The system also creates reverse relationships for all of these automatically called BackReferences that provides an extremely powerful means of “walking” your datagraph.

References

The first example shows how to retrieve an object using a REFERENCE. We first get the Person with firstName “Bart” and then get the Person referenced by the object member “father”.

var bart, homer;
ff.getObjFromUri("/Persons/(firstName eq 'Bart')/father", function(response) {
homer = response;
});
//or, if bart has already been loaded on the client
homer = bart.father;
You can see References working here.

Grab Bags

This next example shows how to retrieve a set of objects from a Grab Bag by reference. We want to get all of Bart’s aunts on his mother’s side. To do this, we will first get the Person with firstName “Bart”, then get Marge from the “mother” member Reference, then get siblings from the Grab Bag referenced by the object member “siblings”.

var grabbags;
ff.getArrayFromUri("/Persons/(firstName eq 'Bart')/mother/()/siblings/(gender eq 'Female')", function(response) {
grabbags = response;
});
You can see Grab Bags working here.

Back References

This next example shows how to retrieve objects using Back References. There are three tests here – the first gets all BackReferences to “homer”. The second gets all the Person objects from the Grab Back that reference homer by the “siblings” Reference member. The third gets all the Person objects that refer to homer by the “father” Reference member.

var homer, allBackRefs;
ff.grabBagGetAll(homer, "BackReferences", function(response) {
allBackRefs = response;
});
var homer, allSiblingBackRefs;
ff.grabBagGetAll(homer, "BackReferences.Persons.siblings", function(response) {
allSiblingBackRefs = response;
});
var homer, allFatherBackRefs;
ff.grabBagGetAll(homer, "BackReferences.Persons.father", function(response) {
allFatherBackRefs = response;
});
You can see BackReferences working here.

Queries

This last example shows how to retrieve objects using some more advanced queries.
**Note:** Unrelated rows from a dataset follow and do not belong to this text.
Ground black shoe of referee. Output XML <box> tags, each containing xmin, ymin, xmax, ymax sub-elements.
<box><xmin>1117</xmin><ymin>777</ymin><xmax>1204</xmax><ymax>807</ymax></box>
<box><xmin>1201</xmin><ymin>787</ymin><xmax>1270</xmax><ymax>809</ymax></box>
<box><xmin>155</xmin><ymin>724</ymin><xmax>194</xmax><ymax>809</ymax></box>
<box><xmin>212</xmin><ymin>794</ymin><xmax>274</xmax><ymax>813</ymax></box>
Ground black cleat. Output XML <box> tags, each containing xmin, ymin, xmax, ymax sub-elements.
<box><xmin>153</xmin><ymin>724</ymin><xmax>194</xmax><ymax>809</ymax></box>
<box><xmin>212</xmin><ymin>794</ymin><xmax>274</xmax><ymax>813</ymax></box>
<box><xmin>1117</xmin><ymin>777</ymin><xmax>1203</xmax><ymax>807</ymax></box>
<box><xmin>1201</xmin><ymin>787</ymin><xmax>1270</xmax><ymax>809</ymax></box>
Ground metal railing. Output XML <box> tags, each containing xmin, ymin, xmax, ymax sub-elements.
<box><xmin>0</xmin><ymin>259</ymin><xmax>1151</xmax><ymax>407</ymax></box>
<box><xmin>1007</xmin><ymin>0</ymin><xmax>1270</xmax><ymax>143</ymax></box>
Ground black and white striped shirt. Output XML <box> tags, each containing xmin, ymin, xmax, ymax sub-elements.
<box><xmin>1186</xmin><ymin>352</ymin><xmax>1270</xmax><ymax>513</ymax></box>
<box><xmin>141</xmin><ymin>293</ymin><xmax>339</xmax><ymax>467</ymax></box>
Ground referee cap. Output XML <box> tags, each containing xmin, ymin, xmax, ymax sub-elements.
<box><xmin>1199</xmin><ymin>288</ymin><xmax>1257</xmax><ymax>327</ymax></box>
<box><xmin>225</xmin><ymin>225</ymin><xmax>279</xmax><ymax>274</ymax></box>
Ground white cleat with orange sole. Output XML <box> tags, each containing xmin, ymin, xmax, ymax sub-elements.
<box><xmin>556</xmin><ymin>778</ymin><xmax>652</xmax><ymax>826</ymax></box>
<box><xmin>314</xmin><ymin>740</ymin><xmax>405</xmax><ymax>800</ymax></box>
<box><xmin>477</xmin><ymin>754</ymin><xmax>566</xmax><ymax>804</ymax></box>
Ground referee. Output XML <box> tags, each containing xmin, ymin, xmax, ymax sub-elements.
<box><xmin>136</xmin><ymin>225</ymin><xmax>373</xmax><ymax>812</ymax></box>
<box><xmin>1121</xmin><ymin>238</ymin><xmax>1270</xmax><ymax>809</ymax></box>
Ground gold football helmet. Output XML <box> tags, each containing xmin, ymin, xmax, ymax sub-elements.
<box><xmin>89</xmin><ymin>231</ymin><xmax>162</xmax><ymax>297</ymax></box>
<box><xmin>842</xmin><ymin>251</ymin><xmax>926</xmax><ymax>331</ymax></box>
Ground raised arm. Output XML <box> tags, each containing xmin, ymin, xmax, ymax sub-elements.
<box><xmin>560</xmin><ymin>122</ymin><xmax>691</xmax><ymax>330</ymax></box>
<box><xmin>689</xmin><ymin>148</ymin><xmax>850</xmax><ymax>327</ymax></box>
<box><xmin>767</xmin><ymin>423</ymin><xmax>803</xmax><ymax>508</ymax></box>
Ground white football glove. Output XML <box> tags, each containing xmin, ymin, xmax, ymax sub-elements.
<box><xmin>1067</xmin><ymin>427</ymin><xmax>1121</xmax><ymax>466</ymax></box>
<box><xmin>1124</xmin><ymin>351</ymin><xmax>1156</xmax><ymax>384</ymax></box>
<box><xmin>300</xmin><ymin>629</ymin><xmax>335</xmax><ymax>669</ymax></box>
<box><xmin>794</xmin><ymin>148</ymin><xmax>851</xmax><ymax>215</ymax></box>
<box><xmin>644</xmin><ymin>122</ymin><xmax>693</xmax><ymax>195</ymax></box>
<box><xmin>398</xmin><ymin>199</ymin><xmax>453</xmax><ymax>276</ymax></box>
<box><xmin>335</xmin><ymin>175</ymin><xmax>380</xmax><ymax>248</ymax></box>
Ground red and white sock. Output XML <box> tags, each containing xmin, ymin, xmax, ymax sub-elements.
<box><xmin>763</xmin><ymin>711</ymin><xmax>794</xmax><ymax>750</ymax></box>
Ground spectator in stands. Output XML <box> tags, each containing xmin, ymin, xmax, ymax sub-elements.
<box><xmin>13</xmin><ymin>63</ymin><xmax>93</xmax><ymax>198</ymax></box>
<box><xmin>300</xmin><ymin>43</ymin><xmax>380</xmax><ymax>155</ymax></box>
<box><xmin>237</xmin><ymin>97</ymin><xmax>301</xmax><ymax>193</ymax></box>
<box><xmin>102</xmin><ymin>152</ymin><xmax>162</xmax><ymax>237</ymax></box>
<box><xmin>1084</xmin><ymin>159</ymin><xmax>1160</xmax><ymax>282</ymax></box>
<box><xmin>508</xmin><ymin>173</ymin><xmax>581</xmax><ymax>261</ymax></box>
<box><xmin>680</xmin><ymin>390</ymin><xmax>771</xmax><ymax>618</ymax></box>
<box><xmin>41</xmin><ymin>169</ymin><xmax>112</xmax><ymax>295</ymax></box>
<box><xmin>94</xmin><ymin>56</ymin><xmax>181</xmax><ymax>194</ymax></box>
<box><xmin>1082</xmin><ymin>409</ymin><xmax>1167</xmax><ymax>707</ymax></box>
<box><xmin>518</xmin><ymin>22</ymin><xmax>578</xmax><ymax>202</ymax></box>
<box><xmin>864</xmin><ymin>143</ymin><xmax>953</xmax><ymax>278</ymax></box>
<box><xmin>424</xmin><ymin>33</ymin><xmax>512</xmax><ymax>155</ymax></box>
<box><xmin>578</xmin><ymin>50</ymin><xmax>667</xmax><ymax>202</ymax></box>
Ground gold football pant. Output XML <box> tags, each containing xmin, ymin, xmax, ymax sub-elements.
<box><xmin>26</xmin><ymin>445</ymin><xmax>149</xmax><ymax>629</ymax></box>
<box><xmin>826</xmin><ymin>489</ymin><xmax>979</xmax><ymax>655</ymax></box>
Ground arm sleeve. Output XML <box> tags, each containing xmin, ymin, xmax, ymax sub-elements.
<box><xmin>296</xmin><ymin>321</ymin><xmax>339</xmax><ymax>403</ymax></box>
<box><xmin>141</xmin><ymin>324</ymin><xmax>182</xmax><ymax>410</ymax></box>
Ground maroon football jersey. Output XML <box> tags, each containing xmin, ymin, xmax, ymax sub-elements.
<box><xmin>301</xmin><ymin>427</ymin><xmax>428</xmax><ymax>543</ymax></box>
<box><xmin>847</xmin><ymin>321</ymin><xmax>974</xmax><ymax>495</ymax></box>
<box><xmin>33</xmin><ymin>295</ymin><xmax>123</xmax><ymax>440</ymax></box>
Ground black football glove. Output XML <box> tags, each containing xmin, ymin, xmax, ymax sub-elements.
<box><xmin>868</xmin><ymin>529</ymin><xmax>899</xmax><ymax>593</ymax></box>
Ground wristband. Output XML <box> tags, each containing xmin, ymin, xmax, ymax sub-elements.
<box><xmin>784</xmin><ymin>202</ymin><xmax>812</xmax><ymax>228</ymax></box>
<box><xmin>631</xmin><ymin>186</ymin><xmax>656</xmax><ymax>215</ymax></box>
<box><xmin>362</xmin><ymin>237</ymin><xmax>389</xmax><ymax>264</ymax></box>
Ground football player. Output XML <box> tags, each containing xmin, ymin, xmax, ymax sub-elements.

There are five examples in this section. The first example will get all the Person objects that have a “father” Reference member (Note that the returned values are deduplicated). The second is basically the same, but uses the “mother” Reference member. The third example shows the use of a logical OR to get all of Bart’s granparents. The fourth example is similar, but adds another logical OR to get all of Bart’s grandparents. The last shows a complex query to get all of Ling’s cousins (the team’s favorite query).

var fathers;
ff.getArrayFromUri("/Persons/()/father"), function(response) {
fathers = response;
});
var mothers;
ff.getArrayFromUri("/Persons/()/mother"), function(response) {
mothers = response;
});
var grandfathers;
ff.getArrayFromUri("/Persons/(firstName eq 'Bart')/father or mother/()/father"), function(response) {
grandfathers = response;
});
var grandparents;
ff.getArrayFromUri("/Persons/(firstName eq 'Bart')/father or mother/()/mother or father"), function(response) {
grandparents = response;
});
var cousins;
ff.getArrayFromUri("/Persons/(firstName eq 'Ling')/father or mother/()/siblings/()/BackReferences.Persons.mother or BackReferences.Persons.father"), function(response) {
cousins = response;
});
You can see Queries working here.

Get the Entire Datagraph

Lastly, you can actually retrieve the entire datagraph in a single query by specifying the “depth” of the leaf-level items returned. This test will fetch the entire datagraph.

var datagraph;
ff.getArrayFromUri("/Persons/()?depthRef=3&depthGb=3", function(response) {
datagraph = response;
});
You can see the entire Datagraph here.

Final note: the source code includes a couple of Server Extensions that are used to populate/unpopulate the data for this app. You may find these useful samples, although they are rather brute force and inelegant in their current form.